5, a processing end time when the wafer W is pulled up from the chemical bath in the substrate processing apparatus 5 and the washing baths in the substrate processing apparatuses 32, 34 and 36, a time including the processing end time when the wafer W is unloaded from the liquid processing unit 8, and the chemical bath 48. The chemical concentration inside and the liquid surface position of the chemical in the outer tank 51 are recorded (SA10). That is, by changing the log level from level L1 to level L2,
Increase the recorded detection information.

When a chemical solution having a predetermined concentration is supplied to the chemical solution tank 48 based on the control signal from the control section 5 (SA11), the liquid surface position of the outer tank 51 is restored to a normal value (SA12). In this way, the liquid level height is maintained at a desired height, and the processing of the wafer W is continued (SA13). And outer tank 5
The detected value of the state where the liquid level position of 1 is restored to the normal value is transmitted to the control unit 5 as an output signal, and the control unit 5 receives this output signal as a detection signal (SA14). Then, the log recording means in the control unit 5 changes the log level from the level L2 to the level L1 (SA15). Then, the processing of the wafer W is continuously monitored (SA16), and from the time of changing to the level L1, the processing start time of loading the wafer W into the liquid processing unit 8 and the substrate processing apparatus 31,
Chemical solution tanks in 33, 35 and substrate processing apparatus 32, 34, 36
Processing start time when the wafer W is immersed in the water washing tank inside, and the chemical liquid tank and the substrate processing apparatus 3 in the substrate processing apparatuses 31, 33, and 35.
The processing end time when the wafer W is pulled up from the washing tank in 2, 34, 36 and the processing end time when the wafer W is unloaded from the liquid processing unit 8 are recorded (SA17). That is,
By changing the log level from the level L2 to the level L1, the recorded detection information is reduced.
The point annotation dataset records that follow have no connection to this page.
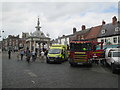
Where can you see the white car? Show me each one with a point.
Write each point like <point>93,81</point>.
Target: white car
<point>112,56</point>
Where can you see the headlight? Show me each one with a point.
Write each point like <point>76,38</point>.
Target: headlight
<point>57,56</point>
<point>47,56</point>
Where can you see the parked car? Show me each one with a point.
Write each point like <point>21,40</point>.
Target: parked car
<point>57,53</point>
<point>112,57</point>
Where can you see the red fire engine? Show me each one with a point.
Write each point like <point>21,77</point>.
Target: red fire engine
<point>85,52</point>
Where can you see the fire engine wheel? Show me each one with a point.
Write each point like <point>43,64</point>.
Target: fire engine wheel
<point>72,65</point>
<point>90,65</point>
<point>113,68</point>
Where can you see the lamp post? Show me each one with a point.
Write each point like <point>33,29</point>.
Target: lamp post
<point>1,44</point>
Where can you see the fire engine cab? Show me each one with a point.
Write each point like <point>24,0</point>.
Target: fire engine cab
<point>85,52</point>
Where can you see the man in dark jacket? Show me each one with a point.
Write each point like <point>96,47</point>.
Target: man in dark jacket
<point>9,54</point>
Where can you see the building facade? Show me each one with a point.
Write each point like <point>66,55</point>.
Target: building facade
<point>110,33</point>
<point>37,39</point>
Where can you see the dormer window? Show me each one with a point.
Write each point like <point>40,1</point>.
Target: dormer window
<point>103,31</point>
<point>117,29</point>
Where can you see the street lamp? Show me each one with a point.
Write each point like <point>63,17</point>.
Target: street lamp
<point>2,31</point>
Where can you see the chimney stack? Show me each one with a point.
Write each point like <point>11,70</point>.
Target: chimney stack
<point>103,22</point>
<point>114,20</point>
<point>83,27</point>
<point>74,30</point>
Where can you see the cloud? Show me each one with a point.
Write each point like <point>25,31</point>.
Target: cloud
<point>55,18</point>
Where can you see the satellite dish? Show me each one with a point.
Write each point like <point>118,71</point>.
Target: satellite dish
<point>48,34</point>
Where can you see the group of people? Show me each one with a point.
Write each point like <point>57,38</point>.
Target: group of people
<point>30,55</point>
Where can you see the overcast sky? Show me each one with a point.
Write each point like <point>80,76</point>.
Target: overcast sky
<point>56,18</point>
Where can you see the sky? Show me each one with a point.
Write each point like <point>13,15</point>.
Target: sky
<point>56,18</point>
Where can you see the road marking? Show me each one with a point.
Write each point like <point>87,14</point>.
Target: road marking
<point>30,73</point>
<point>99,69</point>
<point>33,82</point>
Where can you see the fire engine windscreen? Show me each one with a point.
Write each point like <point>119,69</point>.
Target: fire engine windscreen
<point>116,54</point>
<point>80,47</point>
<point>54,51</point>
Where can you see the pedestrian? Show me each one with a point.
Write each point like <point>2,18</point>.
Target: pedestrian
<point>9,54</point>
<point>42,56</point>
<point>22,54</point>
<point>46,52</point>
<point>28,56</point>
<point>33,56</point>
<point>18,55</point>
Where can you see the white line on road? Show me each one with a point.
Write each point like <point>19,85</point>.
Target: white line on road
<point>30,73</point>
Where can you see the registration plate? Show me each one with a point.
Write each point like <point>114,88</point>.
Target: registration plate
<point>80,63</point>
<point>51,60</point>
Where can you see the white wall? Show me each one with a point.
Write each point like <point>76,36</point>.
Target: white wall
<point>110,39</point>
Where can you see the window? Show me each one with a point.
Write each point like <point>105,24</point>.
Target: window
<point>103,31</point>
<point>102,40</point>
<point>118,40</point>
<point>117,29</point>
<point>115,40</point>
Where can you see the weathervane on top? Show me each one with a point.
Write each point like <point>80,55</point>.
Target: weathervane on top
<point>38,23</point>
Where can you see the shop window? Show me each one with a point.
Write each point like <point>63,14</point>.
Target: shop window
<point>115,40</point>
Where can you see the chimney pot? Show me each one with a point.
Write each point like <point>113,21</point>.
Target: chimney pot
<point>83,27</point>
<point>103,22</point>
<point>114,20</point>
<point>74,30</point>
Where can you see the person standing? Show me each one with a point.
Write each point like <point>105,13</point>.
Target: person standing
<point>33,56</point>
<point>46,52</point>
<point>28,56</point>
<point>18,54</point>
<point>22,54</point>
<point>9,54</point>
<point>42,56</point>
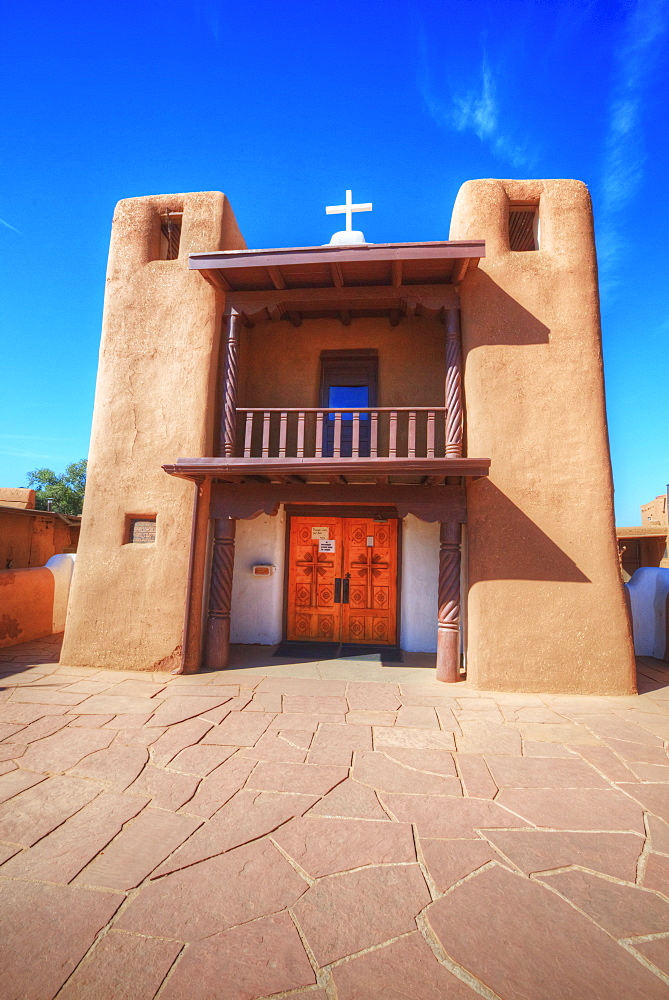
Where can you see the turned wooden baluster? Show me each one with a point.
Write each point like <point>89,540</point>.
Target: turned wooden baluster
<point>453,385</point>
<point>229,422</point>
<point>392,450</point>
<point>248,435</point>
<point>300,434</point>
<point>319,434</point>
<point>265,433</point>
<point>220,593</point>
<point>448,622</point>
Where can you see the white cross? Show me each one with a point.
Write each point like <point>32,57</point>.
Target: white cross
<point>348,209</point>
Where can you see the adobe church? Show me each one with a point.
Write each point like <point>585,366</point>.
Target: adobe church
<point>360,446</point>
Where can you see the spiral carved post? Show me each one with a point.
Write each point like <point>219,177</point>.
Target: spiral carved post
<point>448,625</point>
<point>229,421</point>
<point>453,385</point>
<point>220,593</point>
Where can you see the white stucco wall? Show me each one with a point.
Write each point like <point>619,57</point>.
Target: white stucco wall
<point>257,602</point>
<point>420,575</point>
<point>62,567</point>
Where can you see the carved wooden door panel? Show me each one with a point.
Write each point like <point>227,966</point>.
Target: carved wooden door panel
<point>313,612</point>
<point>370,569</point>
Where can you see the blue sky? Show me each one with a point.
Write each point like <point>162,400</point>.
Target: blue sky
<point>283,106</point>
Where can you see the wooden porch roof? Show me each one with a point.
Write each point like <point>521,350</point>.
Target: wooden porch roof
<point>365,280</point>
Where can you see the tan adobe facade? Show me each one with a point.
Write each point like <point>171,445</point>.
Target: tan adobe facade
<point>655,512</point>
<point>392,445</point>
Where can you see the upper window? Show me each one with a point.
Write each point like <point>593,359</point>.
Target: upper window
<point>170,235</point>
<point>524,226</point>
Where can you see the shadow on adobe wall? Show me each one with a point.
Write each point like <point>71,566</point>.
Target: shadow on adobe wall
<point>495,317</point>
<point>520,550</point>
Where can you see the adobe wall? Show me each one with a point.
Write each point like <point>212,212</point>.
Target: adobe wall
<point>30,538</point>
<point>154,403</point>
<point>26,605</point>
<point>546,608</point>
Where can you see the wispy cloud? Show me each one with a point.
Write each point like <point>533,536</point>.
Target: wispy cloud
<point>476,110</point>
<point>635,60</point>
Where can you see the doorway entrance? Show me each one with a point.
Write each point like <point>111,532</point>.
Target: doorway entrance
<point>342,580</point>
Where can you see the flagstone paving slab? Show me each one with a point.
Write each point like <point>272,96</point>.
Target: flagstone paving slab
<point>538,929</point>
<point>117,765</point>
<point>252,881</point>
<point>34,813</point>
<point>432,761</point>
<point>138,849</point>
<point>656,951</point>
<point>659,834</point>
<point>418,739</point>
<point>386,775</point>
<point>254,960</point>
<point>242,882</point>
<point>178,709</point>
<point>475,774</point>
<point>405,969</point>
<point>239,729</point>
<point>615,854</point>
<point>166,789</point>
<point>177,738</point>
<point>373,697</point>
<point>350,800</point>
<point>653,796</point>
<point>448,817</point>
<point>247,816</point>
<point>200,759</point>
<point>448,861</point>
<point>106,704</point>
<point>581,809</point>
<point>17,781</point>
<point>622,910</point>
<point>66,920</point>
<point>122,967</point>
<point>324,846</point>
<point>656,875</point>
<point>218,787</point>
<point>312,779</point>
<point>343,914</point>
<point>62,854</point>
<point>64,749</point>
<point>533,772</point>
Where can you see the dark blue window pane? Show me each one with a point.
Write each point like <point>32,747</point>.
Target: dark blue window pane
<point>348,395</point>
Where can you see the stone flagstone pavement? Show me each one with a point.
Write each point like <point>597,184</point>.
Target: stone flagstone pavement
<point>328,831</point>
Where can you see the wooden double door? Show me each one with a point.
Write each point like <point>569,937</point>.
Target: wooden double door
<point>342,580</point>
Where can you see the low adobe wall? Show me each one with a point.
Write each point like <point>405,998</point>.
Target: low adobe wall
<point>33,602</point>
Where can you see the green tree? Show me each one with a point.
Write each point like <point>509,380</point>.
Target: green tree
<point>66,490</point>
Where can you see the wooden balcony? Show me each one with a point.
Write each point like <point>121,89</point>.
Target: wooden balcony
<point>343,434</point>
<point>376,445</point>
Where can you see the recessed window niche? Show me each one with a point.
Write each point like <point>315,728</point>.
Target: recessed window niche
<point>524,226</point>
<point>140,529</point>
<point>170,235</point>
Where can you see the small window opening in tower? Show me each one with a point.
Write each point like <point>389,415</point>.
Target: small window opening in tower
<point>170,235</point>
<point>524,226</point>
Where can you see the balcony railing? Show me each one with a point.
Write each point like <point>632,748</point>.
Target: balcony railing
<point>342,433</point>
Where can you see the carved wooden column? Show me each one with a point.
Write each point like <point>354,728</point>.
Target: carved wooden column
<point>448,625</point>
<point>230,378</point>
<point>220,593</point>
<point>453,385</point>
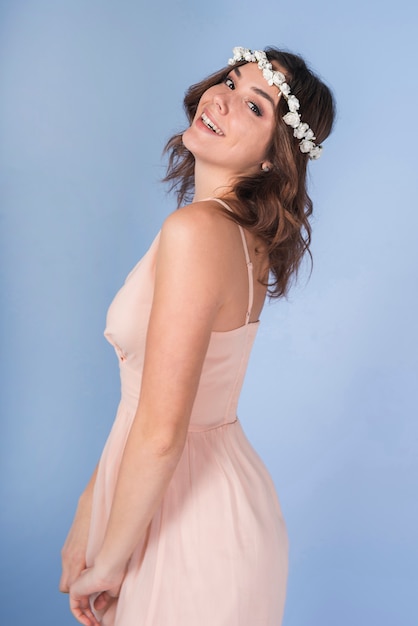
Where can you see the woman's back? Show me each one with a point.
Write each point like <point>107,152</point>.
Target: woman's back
<point>216,551</point>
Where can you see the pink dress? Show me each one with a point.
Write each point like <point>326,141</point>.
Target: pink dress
<point>215,553</point>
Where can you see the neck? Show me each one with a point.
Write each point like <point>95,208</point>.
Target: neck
<point>210,182</point>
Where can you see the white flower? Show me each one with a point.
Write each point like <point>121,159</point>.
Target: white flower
<point>301,130</point>
<point>293,103</point>
<point>292,119</point>
<point>268,75</point>
<point>285,89</point>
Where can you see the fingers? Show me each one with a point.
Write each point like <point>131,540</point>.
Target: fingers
<point>103,602</point>
<point>83,613</point>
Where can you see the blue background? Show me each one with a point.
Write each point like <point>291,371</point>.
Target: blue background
<point>89,93</point>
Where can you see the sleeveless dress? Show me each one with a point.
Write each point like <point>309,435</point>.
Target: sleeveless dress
<point>215,552</point>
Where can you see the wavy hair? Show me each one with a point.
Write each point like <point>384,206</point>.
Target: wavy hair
<point>274,205</point>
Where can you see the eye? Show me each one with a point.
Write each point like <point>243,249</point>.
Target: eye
<point>254,108</point>
<point>229,82</point>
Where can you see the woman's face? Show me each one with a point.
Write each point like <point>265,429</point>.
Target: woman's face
<point>234,122</point>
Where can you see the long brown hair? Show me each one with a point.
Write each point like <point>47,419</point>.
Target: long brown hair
<point>274,205</point>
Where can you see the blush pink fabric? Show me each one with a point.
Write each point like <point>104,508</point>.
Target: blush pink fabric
<point>215,553</point>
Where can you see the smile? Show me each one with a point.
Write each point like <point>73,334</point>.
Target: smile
<point>208,122</point>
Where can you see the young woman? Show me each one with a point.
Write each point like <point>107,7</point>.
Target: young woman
<point>180,524</point>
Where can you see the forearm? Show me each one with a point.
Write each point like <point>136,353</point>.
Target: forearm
<point>146,469</point>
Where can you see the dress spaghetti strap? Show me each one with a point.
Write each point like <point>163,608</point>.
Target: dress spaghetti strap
<point>247,260</point>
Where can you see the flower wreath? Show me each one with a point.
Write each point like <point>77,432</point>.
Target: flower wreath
<point>301,130</point>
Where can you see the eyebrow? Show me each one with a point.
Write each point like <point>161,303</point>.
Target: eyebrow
<point>258,91</point>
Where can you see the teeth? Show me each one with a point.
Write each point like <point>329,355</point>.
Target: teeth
<point>207,122</point>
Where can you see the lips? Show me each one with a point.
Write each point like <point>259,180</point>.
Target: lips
<point>209,123</point>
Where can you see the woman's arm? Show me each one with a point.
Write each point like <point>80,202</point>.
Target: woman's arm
<point>73,553</point>
<point>187,297</point>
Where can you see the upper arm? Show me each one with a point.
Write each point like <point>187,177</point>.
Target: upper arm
<point>187,297</point>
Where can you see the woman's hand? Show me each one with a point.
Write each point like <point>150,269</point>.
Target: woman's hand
<point>73,553</point>
<point>105,589</point>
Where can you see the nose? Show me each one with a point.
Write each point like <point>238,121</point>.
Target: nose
<point>221,101</point>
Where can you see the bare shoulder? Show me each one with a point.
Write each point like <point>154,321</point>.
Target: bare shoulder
<point>200,223</point>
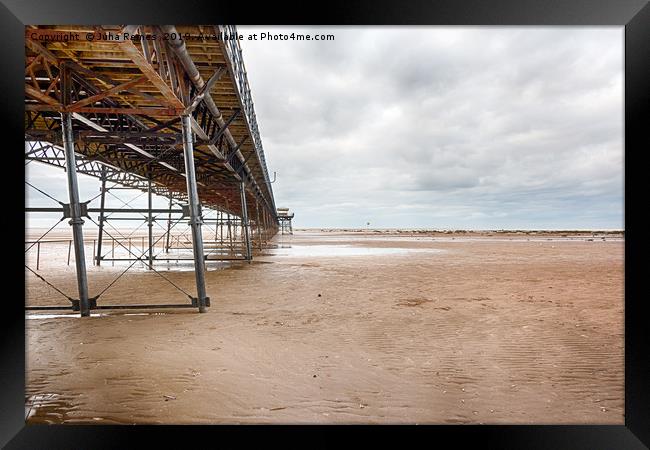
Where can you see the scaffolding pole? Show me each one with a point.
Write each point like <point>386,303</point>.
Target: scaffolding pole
<point>150,223</point>
<point>195,213</point>
<point>102,204</point>
<point>75,214</point>
<point>245,234</point>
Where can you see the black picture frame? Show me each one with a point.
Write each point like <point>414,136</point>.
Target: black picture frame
<point>633,14</point>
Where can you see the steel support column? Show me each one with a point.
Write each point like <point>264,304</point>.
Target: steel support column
<point>169,224</point>
<point>75,212</point>
<point>150,223</point>
<point>102,204</point>
<point>257,223</point>
<point>195,212</point>
<point>245,234</point>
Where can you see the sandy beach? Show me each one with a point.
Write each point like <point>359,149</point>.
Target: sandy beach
<point>345,327</point>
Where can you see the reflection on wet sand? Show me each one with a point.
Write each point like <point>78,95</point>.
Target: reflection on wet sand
<point>346,328</point>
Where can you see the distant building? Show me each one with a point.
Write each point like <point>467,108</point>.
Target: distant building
<point>285,220</point>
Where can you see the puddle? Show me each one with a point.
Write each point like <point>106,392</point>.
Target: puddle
<point>76,315</point>
<point>344,250</point>
<point>45,408</point>
<point>56,316</point>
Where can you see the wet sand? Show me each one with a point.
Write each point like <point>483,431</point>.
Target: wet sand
<point>340,327</point>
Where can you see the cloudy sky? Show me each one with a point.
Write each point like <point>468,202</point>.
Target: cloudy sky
<point>444,126</point>
<point>440,127</point>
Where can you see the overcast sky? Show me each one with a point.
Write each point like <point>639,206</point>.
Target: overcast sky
<point>441,127</point>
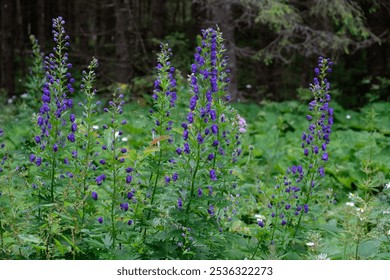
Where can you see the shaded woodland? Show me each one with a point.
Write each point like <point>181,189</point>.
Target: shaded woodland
<point>271,44</point>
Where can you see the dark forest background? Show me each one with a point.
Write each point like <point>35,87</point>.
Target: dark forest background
<point>272,44</point>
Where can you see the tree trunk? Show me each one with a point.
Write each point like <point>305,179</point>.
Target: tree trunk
<point>158,18</point>
<point>122,49</point>
<point>222,16</point>
<point>7,46</point>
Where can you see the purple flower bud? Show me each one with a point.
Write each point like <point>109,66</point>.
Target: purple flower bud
<point>213,115</point>
<point>185,134</point>
<point>124,206</point>
<point>213,175</point>
<point>129,178</point>
<point>179,203</point>
<point>71,138</point>
<point>186,148</point>
<point>94,196</point>
<point>32,158</point>
<point>211,210</point>
<point>214,129</point>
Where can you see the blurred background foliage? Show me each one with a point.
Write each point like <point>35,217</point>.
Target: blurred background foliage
<point>271,44</point>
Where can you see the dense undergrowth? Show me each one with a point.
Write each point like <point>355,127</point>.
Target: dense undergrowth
<point>185,175</point>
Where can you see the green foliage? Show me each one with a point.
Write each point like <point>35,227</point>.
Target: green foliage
<point>52,210</point>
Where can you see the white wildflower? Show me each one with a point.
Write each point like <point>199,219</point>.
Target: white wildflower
<point>322,257</point>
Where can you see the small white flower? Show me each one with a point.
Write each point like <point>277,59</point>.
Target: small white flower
<point>360,209</point>
<point>259,217</point>
<point>322,256</point>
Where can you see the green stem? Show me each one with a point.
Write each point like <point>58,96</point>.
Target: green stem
<point>154,189</point>
<point>193,184</point>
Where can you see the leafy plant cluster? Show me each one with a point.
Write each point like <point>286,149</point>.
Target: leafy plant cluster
<point>193,179</point>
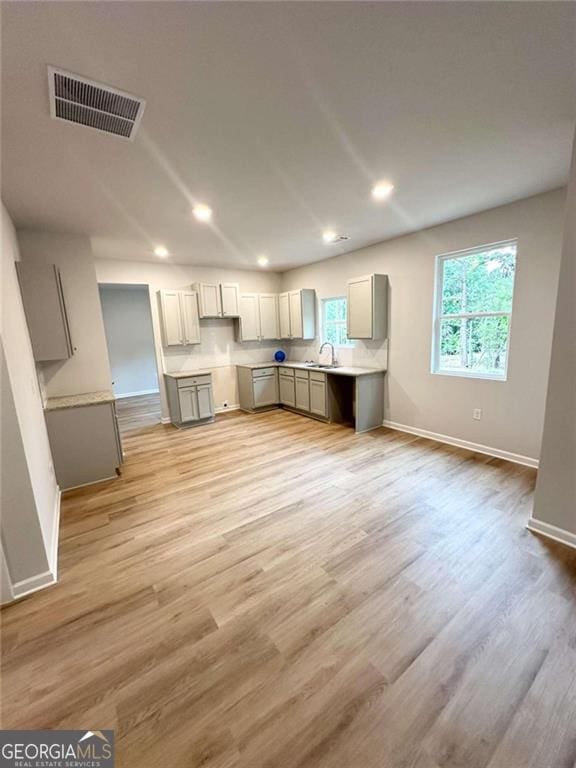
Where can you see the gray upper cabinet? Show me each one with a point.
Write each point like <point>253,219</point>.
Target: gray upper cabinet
<point>368,307</point>
<point>179,316</point>
<point>297,314</point>
<point>218,299</point>
<point>45,309</point>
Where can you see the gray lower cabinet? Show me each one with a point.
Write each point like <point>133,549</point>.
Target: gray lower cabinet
<point>190,399</point>
<point>287,387</point>
<point>257,388</point>
<point>85,444</point>
<point>302,390</point>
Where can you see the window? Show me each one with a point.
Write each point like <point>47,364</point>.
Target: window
<point>473,308</point>
<point>334,322</point>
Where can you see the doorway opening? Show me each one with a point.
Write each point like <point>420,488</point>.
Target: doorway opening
<point>130,340</point>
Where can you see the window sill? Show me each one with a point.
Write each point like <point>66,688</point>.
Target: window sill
<point>464,375</point>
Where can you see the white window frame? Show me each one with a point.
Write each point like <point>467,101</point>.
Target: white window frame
<point>351,343</point>
<point>438,316</point>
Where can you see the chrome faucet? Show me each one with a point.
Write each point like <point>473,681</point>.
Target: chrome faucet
<point>329,344</point>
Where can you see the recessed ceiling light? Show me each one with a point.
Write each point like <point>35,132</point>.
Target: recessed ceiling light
<point>329,236</point>
<point>202,212</point>
<point>382,190</point>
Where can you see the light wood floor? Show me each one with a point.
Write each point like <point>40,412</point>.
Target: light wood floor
<point>273,592</point>
<point>135,413</point>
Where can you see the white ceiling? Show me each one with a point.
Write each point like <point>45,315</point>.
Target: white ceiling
<point>281,116</point>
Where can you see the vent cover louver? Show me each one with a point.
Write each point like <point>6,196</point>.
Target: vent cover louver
<point>95,105</point>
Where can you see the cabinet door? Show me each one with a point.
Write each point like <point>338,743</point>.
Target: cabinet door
<point>43,300</point>
<point>171,318</point>
<point>318,397</point>
<point>296,314</point>
<point>249,326</point>
<point>188,404</point>
<point>205,404</point>
<point>230,294</point>
<point>265,390</point>
<point>287,391</point>
<point>210,300</point>
<point>360,308</point>
<point>190,322</point>
<point>302,393</point>
<point>284,315</point>
<point>268,316</point>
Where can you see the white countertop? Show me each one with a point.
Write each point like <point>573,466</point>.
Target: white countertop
<point>187,374</point>
<point>76,401</point>
<point>341,370</point>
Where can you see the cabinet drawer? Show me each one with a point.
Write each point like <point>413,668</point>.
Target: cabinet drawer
<point>257,372</point>
<point>193,380</point>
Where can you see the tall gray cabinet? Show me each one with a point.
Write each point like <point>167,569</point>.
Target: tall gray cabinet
<point>45,309</point>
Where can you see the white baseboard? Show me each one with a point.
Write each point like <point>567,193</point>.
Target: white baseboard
<point>223,409</point>
<point>33,584</point>
<point>140,392</point>
<point>516,458</point>
<point>552,532</point>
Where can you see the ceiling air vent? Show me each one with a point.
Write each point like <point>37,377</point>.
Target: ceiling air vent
<point>95,105</point>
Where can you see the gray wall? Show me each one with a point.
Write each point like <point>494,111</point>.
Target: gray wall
<point>513,411</point>
<point>29,494</point>
<point>128,326</point>
<point>555,502</point>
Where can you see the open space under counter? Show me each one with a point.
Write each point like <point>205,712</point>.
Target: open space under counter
<point>344,395</point>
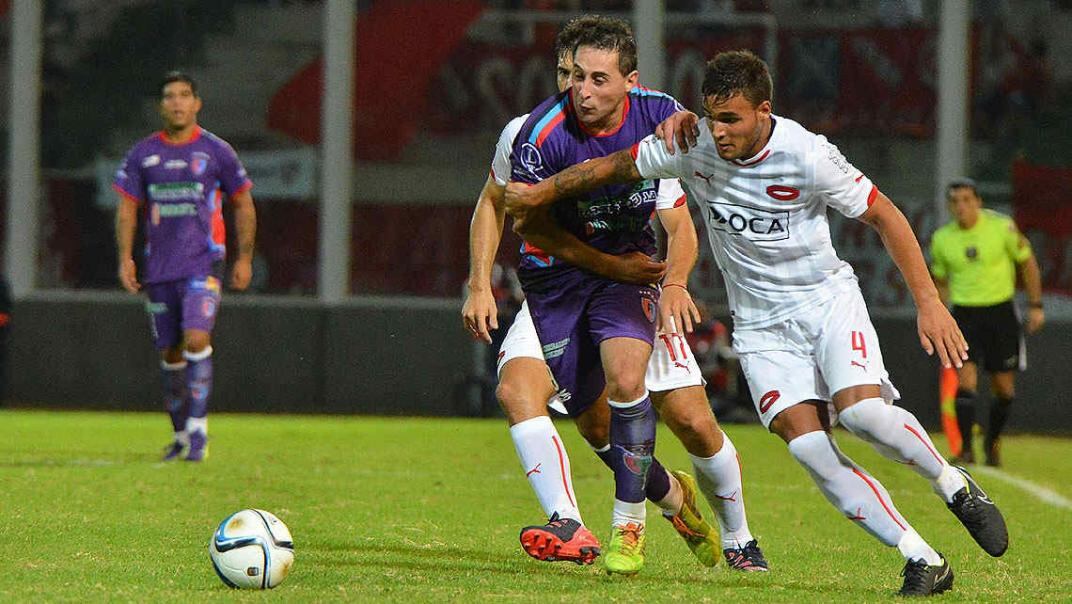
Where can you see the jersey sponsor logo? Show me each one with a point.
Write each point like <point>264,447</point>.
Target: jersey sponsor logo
<point>783,193</point>
<point>198,163</point>
<point>755,224</point>
<point>768,400</point>
<point>531,158</point>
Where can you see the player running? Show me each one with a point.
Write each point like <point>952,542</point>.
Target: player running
<point>672,374</point>
<point>181,177</point>
<point>801,327</point>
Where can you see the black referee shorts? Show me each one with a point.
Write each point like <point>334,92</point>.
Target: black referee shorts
<point>995,336</point>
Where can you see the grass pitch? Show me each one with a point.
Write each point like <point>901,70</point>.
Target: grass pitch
<point>418,510</point>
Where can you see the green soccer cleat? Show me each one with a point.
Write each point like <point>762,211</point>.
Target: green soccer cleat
<point>698,533</point>
<point>625,556</point>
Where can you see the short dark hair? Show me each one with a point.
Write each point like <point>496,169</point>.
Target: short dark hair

As described above, when an abnormal state in which a failure may occur is detected by the detection signal, the information to be recorded is increased, and when the control function of the control unit 5 detects the state in which the abnormal state is eliminated, ， Try to reduce the information recorded. In this case, it is possible to record detailed transition information about the abnormal state that occurred first and the abnormal state induced by the abnormal state, and further to record detailed transition information until the abnormal state is resolved. it can. Therefore, it is possible to obtain a useful record when investigating the abnormal state and the process leading to its elimination.

Next, a description will be given of a fault that may occur in the processing system 1 and the recording of a log in the state transition. One of the obstacles of the processing system 1 is that the chemical liquid leaking from the pipe of the circulation supply circuit 54 comes into contact with the electric wiring in the liquid processing unit 8 to cause a failure of the processing system 1.
It is assumed that there will be a fire and an explosion. For this fault, the liquid level drop of the liquid level sensor 52 is set as information indicating the cause of the fault.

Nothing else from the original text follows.